Additionally, pH was measured using comparable methods to Wootton. A long-term decline in
the flood-tide pH is not evident in the Yaquina Estuary dataset during the period of 2004-2011
(Figure 11). Similar to the Wootton dataset, there is considerable interannual variability between
years in the Yaquina dataset; however, there is no correlation between interannual median pH
levels observed in the Wootton dataset and the Yaquina dataset.
To compare the coupling between pH and coastal upwelling, we examined the
relationships between flood-tide pH and integrated alongshore wind stress (see Brown and
Ozretich (2009) for details on calculation), and Bakun Index (daily and monthly) using data from
2007 as an example. In Yaquina, there is a strong coupling between integrated wind stress and
pH. There is a sigmoidal relationship between flood tide pH and integrated alongshore wind
stress (r2 = 0.62; Figure 12).
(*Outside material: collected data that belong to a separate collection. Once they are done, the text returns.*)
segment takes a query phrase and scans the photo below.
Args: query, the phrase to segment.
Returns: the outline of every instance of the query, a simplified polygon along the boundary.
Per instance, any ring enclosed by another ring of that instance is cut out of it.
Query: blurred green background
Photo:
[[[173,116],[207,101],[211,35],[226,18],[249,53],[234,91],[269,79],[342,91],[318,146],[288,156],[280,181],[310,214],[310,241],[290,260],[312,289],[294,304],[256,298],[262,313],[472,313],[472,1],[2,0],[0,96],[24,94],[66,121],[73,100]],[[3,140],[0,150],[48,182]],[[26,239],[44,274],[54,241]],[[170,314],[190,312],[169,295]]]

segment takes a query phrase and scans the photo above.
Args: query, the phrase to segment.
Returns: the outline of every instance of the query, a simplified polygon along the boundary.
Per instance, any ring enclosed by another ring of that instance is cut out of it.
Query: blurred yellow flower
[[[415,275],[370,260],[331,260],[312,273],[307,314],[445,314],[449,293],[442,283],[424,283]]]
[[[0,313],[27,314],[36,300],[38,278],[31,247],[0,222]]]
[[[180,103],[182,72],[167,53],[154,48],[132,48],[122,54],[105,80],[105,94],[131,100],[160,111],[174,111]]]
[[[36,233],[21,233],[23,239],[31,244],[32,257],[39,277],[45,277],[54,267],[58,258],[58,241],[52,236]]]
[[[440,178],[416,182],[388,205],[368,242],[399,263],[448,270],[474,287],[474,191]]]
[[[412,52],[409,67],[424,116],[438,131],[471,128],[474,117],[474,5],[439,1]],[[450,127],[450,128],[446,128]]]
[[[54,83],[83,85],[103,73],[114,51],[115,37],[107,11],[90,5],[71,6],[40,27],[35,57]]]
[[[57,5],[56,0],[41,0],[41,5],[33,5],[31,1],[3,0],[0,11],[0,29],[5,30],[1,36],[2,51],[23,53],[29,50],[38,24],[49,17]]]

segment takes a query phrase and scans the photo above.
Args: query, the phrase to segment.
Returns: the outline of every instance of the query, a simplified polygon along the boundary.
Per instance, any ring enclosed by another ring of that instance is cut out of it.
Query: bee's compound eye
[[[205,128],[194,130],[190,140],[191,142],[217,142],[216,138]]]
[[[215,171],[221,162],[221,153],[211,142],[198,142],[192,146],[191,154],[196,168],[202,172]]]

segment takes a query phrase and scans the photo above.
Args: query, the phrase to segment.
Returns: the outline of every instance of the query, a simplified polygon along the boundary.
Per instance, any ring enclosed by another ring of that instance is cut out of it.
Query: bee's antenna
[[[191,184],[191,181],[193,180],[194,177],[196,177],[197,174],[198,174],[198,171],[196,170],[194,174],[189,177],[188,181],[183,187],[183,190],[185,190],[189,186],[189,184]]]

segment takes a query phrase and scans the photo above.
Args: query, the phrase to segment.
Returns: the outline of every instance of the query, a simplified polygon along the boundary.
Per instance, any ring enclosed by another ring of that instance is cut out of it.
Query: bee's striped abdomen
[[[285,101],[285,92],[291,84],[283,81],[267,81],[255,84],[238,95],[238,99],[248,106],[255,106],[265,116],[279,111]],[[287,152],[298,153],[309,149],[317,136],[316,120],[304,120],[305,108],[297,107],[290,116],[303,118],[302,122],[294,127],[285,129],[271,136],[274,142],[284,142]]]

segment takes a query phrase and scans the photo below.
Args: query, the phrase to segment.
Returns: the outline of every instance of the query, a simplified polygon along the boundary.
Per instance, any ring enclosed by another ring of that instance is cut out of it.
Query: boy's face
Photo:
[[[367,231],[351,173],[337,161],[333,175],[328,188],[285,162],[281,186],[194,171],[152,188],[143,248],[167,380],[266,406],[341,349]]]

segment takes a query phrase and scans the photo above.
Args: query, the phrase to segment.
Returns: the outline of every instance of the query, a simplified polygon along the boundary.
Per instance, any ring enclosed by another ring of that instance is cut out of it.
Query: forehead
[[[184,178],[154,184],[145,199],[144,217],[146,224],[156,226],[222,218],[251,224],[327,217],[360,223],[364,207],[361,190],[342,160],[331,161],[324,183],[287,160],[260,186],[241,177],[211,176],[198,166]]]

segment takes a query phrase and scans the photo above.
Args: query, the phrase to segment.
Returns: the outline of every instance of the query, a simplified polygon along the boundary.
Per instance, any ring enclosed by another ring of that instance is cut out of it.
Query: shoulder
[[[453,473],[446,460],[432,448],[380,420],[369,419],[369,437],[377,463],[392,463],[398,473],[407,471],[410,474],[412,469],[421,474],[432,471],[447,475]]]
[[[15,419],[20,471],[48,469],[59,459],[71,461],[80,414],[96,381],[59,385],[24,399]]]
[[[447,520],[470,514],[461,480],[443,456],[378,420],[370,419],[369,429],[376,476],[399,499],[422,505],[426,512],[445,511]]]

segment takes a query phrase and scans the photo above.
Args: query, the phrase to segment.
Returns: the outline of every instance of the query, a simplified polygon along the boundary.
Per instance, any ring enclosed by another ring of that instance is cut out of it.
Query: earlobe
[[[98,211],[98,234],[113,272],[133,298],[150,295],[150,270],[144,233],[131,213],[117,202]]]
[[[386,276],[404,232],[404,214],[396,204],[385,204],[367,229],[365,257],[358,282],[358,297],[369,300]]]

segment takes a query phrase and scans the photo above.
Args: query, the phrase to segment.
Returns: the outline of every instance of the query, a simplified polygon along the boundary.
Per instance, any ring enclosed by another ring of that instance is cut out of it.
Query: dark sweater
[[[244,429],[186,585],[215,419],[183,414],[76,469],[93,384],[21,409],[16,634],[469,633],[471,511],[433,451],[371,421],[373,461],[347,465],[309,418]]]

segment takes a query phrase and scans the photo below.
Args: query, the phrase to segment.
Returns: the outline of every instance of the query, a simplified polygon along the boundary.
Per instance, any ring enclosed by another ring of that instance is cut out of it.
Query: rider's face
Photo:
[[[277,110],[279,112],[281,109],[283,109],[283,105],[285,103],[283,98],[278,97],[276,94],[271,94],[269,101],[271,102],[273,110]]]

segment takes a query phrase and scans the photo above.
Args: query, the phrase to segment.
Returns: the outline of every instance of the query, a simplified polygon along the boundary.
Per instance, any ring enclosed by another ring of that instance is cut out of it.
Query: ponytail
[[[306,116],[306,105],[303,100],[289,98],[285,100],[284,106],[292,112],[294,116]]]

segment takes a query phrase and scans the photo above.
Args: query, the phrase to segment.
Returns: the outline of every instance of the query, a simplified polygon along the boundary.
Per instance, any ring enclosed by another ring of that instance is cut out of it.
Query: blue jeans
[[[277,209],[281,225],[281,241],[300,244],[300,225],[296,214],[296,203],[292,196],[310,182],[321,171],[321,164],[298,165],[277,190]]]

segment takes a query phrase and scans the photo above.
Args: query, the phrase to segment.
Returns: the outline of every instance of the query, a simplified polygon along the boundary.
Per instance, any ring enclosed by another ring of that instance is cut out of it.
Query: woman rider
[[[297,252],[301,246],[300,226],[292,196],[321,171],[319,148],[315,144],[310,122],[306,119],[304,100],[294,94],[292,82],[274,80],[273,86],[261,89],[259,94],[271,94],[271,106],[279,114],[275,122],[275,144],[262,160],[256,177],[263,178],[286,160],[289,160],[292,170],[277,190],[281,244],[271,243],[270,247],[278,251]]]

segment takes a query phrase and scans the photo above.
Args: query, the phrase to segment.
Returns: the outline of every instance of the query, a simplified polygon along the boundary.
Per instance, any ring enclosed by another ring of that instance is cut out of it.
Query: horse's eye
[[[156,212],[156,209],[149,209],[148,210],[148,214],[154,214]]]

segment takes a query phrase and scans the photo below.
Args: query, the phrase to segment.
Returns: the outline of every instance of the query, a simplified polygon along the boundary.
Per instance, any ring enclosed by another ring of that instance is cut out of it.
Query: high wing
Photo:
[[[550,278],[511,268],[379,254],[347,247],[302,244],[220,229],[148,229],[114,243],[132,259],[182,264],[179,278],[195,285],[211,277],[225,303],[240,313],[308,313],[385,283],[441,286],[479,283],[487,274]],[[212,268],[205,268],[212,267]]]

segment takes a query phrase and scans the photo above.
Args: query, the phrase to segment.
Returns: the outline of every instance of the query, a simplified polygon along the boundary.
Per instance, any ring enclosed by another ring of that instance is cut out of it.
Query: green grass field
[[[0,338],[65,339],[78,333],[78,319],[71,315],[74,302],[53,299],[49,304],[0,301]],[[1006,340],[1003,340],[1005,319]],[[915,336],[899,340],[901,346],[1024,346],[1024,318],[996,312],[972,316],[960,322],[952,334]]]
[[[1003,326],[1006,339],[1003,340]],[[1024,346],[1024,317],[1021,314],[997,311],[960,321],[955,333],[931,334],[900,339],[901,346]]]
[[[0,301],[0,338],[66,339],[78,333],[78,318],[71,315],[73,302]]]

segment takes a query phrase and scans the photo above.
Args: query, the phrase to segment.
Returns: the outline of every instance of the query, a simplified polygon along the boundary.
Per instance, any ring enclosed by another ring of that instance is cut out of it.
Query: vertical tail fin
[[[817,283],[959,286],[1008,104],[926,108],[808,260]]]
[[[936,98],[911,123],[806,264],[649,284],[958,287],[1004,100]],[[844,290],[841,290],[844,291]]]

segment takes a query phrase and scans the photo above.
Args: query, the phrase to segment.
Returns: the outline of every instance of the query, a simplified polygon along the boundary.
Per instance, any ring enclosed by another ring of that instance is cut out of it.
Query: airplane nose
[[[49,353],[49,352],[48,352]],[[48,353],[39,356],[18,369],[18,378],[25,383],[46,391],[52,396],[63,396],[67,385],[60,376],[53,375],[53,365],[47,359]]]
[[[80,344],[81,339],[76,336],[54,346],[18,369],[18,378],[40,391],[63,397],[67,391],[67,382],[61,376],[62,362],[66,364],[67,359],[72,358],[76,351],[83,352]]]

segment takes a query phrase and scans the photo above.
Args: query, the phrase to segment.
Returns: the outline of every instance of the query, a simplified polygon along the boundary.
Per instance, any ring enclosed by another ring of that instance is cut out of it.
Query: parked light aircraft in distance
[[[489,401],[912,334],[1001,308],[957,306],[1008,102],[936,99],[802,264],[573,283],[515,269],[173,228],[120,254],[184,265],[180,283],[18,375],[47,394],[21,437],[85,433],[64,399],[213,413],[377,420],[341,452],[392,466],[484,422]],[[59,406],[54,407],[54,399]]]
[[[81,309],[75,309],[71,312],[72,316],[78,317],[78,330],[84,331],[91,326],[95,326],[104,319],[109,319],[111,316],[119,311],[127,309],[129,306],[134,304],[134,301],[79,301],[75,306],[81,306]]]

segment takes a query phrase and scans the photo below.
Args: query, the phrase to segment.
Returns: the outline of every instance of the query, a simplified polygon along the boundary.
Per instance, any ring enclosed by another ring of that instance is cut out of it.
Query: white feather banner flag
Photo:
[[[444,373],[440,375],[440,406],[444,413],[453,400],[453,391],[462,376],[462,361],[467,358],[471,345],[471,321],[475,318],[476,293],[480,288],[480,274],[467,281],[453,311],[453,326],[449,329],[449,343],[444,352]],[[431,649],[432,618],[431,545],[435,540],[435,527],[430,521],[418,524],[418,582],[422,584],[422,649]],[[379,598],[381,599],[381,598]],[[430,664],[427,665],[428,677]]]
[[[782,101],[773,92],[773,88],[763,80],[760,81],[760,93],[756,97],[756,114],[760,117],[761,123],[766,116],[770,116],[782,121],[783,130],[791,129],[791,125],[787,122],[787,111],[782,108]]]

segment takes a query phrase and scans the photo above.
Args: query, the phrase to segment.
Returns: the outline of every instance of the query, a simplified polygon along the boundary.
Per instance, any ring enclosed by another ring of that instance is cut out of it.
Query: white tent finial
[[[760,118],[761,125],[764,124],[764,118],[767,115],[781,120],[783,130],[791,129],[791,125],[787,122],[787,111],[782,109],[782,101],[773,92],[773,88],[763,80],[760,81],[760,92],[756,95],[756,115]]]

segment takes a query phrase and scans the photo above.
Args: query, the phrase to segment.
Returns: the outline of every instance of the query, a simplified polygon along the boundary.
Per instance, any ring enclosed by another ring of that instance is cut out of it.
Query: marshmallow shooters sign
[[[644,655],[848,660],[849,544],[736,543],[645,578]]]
Although there appears to be a sigmoidal relationship between
Bakun Indices and flood-tide pH, this relationship is not significant for either the daily or
monthly data (not shown). There are significant correlations between daily and monthly Bakun
Index and flood-tide pH at the Yaquina Estuary (Pearson Product Moment Correlation, p<
0.001); however, these indices explain a small amount of the variation in pH (r2 = 0.12 - 0.14;
Figure 13). Consequently, at Yaquina Estuary, integrated alongshore wind stress is a good
predictor of flood-tide pH, while the Bakun Indices are poor predictors.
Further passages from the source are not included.